Mariko did her best to keep the exasperation from her voice. “You’re making excuses for her. Again.”
“I’m taking care of my daughter in the best way I know how. Is it so bad to try to keep you two from fighting?”
Not exactly a boxing ring, Mariko thought, but not friendly territory either. She had never been able to understand why their mother took Saori’s side. “I’m not fighting her, Mom. I’m doing my job.”
“And who says you need to have that job? What was so wrong with wanting to be a reporter? Nobody stabs reporters.”
She was talking about the Kurihara murder. A meter maid in Yokohama, killed by a large knife according to the ME’s report. It was already a cold case. More than a week old, no motive, no suspects. Mariko and her mother had both taken an interest, each for her own reasons. Mariko’s mother watched too many Law & Order reruns, and her imagination tortured her with wild speculations about what might happen to her daughter; an actual attack against a policewoman was impossible for her to ignore. Mariko would have been interested in the case out of sheer solidarity—you just didn’t fuck with cops—but she also couldn’t let go of the fact that the victim had been crippled before she was killed, and that there was no sign of rape, robbery, or any other motive for the homicide. She didn’t like cases she couldn’t understand, and something told her this woman wasn’t tortured and murdered for giving someone a parking ticket.

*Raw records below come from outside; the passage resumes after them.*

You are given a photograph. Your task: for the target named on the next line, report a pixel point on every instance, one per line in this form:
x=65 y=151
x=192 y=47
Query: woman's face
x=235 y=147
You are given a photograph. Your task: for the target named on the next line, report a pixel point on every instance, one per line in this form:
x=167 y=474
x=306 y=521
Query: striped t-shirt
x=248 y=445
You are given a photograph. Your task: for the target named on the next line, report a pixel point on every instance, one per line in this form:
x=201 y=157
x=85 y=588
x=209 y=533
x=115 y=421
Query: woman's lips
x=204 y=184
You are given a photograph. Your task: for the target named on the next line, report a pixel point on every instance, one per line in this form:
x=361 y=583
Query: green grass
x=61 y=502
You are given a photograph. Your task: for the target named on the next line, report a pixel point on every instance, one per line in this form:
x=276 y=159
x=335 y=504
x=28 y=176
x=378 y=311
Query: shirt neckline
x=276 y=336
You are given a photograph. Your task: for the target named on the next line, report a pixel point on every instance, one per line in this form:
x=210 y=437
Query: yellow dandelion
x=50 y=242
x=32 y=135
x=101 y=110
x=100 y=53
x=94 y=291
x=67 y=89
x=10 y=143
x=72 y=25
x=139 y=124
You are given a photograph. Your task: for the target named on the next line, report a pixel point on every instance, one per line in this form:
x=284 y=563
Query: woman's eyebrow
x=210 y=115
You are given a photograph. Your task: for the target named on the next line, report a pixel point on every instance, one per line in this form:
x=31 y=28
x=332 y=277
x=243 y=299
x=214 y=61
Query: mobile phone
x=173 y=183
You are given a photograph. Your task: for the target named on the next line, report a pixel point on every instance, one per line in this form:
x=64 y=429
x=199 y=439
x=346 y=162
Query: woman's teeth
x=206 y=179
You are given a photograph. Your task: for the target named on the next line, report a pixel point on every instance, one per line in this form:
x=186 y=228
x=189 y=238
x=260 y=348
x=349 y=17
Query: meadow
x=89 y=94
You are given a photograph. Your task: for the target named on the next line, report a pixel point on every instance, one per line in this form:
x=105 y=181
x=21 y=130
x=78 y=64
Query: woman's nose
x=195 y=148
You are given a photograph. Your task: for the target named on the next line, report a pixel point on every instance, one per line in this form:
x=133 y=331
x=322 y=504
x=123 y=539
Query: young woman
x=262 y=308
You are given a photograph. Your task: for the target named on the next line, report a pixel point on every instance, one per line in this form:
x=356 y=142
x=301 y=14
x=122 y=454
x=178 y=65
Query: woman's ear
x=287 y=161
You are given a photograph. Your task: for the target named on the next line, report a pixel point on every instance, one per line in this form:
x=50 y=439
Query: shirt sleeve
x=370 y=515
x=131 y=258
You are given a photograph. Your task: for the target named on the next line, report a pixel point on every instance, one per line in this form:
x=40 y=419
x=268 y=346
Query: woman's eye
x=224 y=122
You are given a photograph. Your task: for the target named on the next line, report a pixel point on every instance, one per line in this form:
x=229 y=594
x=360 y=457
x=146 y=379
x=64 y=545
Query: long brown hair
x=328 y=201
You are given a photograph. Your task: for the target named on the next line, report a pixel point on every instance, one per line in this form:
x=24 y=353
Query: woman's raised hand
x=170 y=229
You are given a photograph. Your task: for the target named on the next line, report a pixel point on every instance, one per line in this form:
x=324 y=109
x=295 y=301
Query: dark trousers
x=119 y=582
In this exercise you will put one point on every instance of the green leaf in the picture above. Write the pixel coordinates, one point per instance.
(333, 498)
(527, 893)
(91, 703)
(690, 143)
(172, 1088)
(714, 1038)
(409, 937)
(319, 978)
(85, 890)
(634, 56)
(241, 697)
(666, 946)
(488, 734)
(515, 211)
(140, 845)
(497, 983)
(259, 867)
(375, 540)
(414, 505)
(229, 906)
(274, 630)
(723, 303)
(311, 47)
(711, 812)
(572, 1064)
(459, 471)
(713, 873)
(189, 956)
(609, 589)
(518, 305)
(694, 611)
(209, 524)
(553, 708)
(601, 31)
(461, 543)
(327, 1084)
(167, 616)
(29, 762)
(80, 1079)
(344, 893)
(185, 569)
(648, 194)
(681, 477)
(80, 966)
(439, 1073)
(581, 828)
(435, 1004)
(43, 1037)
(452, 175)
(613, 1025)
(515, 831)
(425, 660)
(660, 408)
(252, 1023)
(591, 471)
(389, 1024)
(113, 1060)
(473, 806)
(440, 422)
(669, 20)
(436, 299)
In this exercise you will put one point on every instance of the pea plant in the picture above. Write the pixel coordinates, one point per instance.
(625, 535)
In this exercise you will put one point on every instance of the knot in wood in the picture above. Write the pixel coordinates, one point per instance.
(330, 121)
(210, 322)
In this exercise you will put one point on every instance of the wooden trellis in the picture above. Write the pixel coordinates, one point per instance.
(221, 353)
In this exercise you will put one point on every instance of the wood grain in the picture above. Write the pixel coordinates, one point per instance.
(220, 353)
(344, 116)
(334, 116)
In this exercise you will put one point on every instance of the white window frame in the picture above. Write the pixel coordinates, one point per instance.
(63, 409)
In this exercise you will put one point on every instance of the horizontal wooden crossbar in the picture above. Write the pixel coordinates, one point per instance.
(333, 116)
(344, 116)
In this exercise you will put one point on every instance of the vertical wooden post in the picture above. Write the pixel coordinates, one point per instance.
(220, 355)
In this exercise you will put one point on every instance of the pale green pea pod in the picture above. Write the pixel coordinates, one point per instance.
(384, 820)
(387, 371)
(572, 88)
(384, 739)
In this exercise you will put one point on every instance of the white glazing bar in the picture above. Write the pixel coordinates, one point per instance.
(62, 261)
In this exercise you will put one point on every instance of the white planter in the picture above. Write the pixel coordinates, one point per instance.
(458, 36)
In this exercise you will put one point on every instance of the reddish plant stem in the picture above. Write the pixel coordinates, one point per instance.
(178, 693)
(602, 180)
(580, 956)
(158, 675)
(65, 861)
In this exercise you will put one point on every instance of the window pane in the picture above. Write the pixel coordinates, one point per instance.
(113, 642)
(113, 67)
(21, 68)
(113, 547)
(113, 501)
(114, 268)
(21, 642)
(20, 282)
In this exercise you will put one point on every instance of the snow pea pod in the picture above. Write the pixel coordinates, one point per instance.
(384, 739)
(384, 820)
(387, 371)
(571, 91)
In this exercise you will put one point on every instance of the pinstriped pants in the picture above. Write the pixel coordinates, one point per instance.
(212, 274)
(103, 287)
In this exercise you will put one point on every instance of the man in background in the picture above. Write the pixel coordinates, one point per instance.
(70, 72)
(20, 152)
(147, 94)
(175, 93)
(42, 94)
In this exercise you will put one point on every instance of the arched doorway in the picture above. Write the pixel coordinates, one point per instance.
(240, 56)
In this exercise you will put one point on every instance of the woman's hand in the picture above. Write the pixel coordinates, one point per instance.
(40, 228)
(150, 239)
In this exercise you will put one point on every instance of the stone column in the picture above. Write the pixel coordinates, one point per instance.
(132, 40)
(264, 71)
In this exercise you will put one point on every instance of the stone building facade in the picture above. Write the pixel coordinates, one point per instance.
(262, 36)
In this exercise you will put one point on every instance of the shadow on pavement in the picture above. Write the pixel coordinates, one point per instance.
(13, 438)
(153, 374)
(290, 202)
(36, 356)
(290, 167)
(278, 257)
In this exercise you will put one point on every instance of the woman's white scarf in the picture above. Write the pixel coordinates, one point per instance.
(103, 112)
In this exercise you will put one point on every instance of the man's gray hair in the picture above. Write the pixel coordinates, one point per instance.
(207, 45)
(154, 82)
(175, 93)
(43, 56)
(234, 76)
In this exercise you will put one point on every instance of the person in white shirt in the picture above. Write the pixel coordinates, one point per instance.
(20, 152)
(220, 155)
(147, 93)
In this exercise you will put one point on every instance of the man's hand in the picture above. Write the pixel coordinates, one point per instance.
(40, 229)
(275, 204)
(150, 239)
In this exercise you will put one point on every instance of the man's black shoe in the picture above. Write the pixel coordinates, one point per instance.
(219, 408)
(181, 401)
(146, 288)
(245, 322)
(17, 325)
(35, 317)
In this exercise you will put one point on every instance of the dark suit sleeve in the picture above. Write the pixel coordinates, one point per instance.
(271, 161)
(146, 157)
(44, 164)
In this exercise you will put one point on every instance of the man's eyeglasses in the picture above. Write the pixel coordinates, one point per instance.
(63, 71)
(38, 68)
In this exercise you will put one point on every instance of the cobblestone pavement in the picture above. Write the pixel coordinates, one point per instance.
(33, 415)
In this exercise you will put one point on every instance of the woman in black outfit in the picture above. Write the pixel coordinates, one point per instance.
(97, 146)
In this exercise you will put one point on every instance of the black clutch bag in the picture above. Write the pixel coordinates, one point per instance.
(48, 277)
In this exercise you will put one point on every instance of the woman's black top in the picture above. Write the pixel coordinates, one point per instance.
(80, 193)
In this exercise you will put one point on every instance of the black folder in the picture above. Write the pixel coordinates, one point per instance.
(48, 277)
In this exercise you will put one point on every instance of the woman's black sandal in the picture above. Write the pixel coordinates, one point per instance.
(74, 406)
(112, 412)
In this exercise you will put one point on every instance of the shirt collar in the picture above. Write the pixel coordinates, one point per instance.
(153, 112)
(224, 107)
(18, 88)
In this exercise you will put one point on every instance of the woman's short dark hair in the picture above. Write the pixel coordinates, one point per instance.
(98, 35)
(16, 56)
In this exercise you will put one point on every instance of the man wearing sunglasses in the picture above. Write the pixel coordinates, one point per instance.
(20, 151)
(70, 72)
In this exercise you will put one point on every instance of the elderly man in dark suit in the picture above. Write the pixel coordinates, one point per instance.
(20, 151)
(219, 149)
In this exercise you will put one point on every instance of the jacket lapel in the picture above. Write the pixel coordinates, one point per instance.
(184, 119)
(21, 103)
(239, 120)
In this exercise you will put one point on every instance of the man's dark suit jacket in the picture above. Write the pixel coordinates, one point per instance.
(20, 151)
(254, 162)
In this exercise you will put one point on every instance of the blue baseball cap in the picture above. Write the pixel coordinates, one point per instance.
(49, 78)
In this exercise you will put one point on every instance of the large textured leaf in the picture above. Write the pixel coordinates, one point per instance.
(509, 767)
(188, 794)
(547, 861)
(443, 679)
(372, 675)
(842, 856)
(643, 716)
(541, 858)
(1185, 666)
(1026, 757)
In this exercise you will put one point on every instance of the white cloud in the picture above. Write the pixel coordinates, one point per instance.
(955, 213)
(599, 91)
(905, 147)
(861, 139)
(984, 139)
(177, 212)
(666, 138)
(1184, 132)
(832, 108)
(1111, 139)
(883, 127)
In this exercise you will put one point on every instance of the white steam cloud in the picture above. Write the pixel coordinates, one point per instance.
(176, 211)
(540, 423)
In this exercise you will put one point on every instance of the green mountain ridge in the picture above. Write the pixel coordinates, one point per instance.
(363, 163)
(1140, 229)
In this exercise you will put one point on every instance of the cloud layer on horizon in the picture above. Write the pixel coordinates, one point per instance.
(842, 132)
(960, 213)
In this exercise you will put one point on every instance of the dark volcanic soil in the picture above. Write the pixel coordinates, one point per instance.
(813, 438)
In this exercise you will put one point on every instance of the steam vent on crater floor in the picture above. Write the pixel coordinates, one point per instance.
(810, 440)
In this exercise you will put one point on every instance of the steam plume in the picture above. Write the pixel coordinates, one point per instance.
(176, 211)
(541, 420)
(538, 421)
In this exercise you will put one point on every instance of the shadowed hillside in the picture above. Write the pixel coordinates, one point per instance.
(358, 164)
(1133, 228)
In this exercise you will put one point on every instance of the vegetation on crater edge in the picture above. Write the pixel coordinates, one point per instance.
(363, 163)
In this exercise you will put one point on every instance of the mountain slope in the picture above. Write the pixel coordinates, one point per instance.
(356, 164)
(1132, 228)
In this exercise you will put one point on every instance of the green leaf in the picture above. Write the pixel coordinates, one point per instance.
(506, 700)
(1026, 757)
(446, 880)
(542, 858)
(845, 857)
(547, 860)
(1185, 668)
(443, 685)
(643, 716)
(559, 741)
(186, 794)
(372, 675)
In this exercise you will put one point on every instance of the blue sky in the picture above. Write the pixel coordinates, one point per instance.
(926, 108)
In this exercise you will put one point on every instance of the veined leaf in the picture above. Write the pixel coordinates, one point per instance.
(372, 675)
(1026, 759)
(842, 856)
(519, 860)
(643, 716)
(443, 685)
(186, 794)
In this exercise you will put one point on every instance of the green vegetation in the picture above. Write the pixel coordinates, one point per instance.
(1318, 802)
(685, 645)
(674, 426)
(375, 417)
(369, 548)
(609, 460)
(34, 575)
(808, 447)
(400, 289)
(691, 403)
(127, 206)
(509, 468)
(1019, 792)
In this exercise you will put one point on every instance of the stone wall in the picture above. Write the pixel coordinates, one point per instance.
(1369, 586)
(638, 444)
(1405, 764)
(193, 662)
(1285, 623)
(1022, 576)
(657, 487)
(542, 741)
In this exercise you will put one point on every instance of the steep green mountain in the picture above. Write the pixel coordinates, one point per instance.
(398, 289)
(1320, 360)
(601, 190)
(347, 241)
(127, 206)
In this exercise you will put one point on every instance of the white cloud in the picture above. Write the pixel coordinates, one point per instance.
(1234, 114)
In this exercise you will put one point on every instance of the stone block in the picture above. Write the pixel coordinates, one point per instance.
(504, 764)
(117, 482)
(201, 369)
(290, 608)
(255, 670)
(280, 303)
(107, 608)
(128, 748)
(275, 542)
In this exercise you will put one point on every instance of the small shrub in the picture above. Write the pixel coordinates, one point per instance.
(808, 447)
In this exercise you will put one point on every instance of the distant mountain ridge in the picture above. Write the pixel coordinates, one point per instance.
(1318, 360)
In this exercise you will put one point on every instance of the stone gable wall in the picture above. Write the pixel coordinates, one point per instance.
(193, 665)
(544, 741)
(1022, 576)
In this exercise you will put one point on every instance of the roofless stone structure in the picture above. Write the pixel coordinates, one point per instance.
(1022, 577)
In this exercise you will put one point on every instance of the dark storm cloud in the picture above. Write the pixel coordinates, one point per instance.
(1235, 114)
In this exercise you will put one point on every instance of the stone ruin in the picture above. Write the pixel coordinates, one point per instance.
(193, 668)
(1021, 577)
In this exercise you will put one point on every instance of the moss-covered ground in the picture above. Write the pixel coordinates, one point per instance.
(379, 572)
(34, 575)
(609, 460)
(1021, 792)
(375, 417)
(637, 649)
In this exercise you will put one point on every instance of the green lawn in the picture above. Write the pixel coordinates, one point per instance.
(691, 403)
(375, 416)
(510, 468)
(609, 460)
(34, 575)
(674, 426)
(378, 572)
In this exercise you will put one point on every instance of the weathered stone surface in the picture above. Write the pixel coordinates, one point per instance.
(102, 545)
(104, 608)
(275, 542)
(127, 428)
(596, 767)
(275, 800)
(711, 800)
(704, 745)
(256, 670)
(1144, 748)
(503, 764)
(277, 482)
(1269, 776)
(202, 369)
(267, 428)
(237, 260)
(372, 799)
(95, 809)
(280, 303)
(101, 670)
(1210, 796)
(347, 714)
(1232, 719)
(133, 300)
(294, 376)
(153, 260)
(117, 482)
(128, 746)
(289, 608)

But tonight Mariko was distracted from trying to figure out the killer’s motive. The reporter comment had arrested her normal stream of thought. She’d almost forgotten she had wanted to do that. She’d entered college only a few months after her father’s death, and declared a journalism major because she wanted to get to the bottom of what had happened to him. Liver cancer at forty-three was weird, weird enough that it drew attention when he was not just the sixth engineer at his plant to die of it but the one who lived the longest.